Search code examples
c#file-formatmnist

Reading MNIST Database


I am currently exploring neural networks and machine learning and I implemented a basic neural network in c#. Now I wanted to test my back propagation training algorithm with the MNIST database. Although I am having serious trouble reading the files correctly.

Spoiler the code is currently very badly optimised for performance. My aim currently is to grasp the subject and get a structured view how things work before I start throwing out my data structures for faster ones.

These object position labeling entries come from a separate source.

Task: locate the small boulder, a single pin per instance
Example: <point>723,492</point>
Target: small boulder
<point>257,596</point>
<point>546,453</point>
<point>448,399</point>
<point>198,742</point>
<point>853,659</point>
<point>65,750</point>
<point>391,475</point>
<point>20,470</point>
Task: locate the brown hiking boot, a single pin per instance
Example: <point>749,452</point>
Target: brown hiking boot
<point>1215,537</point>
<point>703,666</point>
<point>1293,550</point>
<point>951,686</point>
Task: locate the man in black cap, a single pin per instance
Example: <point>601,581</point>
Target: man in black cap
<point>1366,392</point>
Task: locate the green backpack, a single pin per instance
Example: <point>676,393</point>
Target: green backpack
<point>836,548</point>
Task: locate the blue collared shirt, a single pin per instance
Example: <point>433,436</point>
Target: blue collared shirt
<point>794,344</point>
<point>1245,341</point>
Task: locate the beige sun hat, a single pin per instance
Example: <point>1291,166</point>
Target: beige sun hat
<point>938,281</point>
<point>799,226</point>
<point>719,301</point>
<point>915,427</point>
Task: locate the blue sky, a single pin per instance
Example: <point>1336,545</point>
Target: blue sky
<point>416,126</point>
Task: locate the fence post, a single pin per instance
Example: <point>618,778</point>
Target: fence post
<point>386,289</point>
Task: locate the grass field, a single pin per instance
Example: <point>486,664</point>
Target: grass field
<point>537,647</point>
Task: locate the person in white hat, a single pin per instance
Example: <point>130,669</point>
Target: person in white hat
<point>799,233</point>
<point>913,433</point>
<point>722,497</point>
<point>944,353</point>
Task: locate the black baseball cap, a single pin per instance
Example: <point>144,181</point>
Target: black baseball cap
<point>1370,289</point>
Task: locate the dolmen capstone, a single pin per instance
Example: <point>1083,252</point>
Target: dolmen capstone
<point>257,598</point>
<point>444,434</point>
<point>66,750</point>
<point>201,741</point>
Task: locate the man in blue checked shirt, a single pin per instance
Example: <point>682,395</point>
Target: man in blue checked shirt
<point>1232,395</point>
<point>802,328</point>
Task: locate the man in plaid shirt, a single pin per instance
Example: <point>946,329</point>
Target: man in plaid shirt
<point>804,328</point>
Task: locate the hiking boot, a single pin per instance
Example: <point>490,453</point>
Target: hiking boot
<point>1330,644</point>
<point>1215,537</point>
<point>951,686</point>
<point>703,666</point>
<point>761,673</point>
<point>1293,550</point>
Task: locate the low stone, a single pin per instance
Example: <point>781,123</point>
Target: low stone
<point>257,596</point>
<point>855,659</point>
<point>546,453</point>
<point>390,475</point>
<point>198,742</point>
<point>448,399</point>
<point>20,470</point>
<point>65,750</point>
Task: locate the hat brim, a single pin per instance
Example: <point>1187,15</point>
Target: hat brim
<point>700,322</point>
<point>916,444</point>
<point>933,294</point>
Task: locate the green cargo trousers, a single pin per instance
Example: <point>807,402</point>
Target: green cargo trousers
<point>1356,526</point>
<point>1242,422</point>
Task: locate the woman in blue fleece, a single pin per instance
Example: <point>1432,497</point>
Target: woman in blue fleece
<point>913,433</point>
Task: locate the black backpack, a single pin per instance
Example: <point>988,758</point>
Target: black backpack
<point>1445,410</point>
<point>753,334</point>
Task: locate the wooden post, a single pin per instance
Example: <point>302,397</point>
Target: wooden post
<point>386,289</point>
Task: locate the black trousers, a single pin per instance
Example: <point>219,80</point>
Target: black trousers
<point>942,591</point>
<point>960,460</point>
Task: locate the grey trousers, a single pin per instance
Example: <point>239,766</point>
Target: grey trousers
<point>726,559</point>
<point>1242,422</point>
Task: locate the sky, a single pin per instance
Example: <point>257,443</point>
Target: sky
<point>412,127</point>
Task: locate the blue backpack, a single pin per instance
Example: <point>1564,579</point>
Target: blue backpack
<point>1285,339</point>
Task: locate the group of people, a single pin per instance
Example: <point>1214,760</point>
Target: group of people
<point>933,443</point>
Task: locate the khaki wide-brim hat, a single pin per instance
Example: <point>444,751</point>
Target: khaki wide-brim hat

To train the network I want to feed it a custom TrainingSet data structure:

[Serializable]
public class TrainingSet
{
    public Dictionary<List<double>, List<double>> data = new Dictionary<List<double>, List<double>>();
}

Keys will be my input data (784 pixels per entry(image) which will represent the greyscale values in range from 0 to 1). Values will be my output data (10 entries representing the digits from 0-9 with all entries on 0 except the exspected one at 1)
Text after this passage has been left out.